I tend to agree with you. Most of what I’ve heard about this has been negative but I did hear from one prominent adoption expert who made me hedge myself at least a bit in the interest of trying to be fair. The point I think he was trying to make was that there is a broad spectrum of holding therapies from the “coercive” to something far less threatening. Still, I’m not defending this and for the most part it still seems to remain on the edge of the norm of treatments mainly because of its bad rap.
The APSAC Task Force on Attachment (Holding) Therapy (2006) found that Holding Therapy consists of psychologically-enforced or physically-enforced restraint. Attachment Therapists may have difference styles of Holding Therapy because the practice is not guided by any research findings.
Furthermore, Attachment (Holding) Therapists cannot be trusted to accurately describe their methods. For example, these therapists often describe coercive restraint as “gentle and supportive,” and even appropriate for children who have suffered sexual abuse.

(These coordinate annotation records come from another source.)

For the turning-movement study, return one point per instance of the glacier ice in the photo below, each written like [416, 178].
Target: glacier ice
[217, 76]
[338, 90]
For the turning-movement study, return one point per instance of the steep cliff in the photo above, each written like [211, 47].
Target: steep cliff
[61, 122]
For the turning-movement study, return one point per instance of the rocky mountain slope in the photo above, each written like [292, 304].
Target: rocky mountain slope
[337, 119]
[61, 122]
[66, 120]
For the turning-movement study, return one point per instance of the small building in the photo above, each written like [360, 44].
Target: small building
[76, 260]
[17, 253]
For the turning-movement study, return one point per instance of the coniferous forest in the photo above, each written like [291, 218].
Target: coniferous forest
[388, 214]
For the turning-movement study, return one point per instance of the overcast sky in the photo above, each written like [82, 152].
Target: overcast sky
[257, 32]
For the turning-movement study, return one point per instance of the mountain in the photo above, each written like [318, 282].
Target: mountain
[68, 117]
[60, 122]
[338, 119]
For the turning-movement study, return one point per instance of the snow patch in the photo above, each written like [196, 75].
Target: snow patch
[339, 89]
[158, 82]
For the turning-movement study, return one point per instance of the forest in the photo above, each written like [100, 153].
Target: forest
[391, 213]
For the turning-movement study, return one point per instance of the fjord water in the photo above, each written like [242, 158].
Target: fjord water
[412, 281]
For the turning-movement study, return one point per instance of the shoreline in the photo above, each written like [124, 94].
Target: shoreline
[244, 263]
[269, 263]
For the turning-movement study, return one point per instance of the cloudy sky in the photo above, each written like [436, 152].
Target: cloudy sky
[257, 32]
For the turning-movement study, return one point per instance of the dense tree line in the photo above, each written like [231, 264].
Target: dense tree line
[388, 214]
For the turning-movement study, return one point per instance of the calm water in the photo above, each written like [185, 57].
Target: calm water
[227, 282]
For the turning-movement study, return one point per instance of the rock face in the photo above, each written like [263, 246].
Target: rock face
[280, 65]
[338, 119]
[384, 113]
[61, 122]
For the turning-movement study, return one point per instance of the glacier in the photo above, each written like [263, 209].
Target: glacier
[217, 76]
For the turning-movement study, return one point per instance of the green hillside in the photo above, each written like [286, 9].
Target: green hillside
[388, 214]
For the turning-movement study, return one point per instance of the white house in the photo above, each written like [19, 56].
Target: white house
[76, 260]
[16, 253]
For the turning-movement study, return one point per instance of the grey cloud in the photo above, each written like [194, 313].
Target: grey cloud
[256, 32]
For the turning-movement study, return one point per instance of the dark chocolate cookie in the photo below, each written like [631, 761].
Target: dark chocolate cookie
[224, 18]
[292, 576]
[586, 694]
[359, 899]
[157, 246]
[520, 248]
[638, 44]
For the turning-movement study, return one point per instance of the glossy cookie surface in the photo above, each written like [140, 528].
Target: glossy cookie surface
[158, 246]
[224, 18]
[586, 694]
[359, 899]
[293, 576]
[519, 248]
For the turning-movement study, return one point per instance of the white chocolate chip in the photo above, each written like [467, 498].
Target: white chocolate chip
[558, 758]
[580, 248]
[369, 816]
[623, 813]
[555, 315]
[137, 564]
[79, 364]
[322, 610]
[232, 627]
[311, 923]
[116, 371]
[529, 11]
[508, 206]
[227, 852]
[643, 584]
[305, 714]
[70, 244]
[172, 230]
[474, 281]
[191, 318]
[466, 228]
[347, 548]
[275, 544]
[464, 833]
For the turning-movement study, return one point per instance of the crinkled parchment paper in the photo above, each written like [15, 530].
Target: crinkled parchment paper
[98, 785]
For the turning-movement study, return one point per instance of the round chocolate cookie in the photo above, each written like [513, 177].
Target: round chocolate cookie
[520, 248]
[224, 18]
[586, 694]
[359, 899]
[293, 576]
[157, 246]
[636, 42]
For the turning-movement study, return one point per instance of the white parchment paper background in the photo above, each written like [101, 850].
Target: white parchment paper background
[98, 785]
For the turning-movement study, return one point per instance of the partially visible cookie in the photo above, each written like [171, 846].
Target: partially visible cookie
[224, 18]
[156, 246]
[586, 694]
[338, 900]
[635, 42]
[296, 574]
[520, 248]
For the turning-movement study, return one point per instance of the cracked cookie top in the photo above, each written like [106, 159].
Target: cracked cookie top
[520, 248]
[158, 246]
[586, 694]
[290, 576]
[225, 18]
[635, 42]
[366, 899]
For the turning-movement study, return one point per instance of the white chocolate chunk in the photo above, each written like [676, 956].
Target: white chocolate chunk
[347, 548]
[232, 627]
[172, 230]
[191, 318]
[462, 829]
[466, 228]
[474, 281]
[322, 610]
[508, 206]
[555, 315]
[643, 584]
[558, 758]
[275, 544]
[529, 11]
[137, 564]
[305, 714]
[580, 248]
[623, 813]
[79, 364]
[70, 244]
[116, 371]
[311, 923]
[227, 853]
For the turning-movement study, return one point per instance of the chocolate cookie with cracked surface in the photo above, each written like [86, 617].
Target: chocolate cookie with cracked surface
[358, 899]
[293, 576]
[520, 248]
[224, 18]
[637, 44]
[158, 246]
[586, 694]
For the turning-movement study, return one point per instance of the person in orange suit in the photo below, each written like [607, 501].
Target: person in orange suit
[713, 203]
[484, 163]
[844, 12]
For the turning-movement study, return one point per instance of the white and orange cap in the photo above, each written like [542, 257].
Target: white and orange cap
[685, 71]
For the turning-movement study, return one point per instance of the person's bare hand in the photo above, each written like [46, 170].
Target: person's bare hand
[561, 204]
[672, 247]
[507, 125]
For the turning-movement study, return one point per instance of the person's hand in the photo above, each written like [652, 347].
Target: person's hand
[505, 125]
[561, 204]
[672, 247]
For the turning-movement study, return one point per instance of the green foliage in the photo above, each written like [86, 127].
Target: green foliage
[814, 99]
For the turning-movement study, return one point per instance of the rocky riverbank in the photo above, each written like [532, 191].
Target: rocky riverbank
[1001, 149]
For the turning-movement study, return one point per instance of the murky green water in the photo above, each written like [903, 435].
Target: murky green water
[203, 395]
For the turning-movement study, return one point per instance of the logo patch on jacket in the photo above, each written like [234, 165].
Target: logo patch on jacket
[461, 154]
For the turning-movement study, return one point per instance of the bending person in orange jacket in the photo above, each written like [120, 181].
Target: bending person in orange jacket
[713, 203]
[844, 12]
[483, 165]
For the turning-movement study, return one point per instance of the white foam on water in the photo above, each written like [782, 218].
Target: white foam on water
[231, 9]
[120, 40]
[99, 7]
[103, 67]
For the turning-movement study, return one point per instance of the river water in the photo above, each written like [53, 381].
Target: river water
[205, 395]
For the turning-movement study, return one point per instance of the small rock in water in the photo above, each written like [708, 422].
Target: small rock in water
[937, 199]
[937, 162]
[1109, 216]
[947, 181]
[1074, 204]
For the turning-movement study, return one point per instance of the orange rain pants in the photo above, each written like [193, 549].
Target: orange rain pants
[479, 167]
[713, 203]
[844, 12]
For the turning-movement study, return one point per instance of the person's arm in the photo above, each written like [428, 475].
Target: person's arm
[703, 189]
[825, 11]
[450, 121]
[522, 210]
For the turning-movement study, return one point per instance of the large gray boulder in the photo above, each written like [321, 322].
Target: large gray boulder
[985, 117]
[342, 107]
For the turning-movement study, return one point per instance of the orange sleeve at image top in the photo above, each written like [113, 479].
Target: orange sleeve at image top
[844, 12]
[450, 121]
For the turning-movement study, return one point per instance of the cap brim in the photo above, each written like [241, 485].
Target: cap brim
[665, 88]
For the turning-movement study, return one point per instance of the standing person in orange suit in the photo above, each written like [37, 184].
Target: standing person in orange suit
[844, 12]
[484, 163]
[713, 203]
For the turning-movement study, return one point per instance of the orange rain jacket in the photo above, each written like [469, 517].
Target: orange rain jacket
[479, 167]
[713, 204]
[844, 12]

Some have claimed children do not fight against the restraint, but are dealing with recovered memories of early abuse and “infantile rage.”
Holding Therapy is considered unethical by all national mental health professional organizations.
I agree!
Your treatment of holding “therapy” in this article is entirely too cavalier. Holding therapy is clearly an abomination on all levels, is absolutely abusive and violates a child’s human rights and should be illegal if it isn’t already. It’s unethical to have this article up without an unequivocal condemnation of the practice. The post should be edited or taken down. It does not convey child advocacy but rather detached musings from a person who is not a vulnerable child and thus cannot be harmed by the nauseating practices for which they are “playing devils advocate.”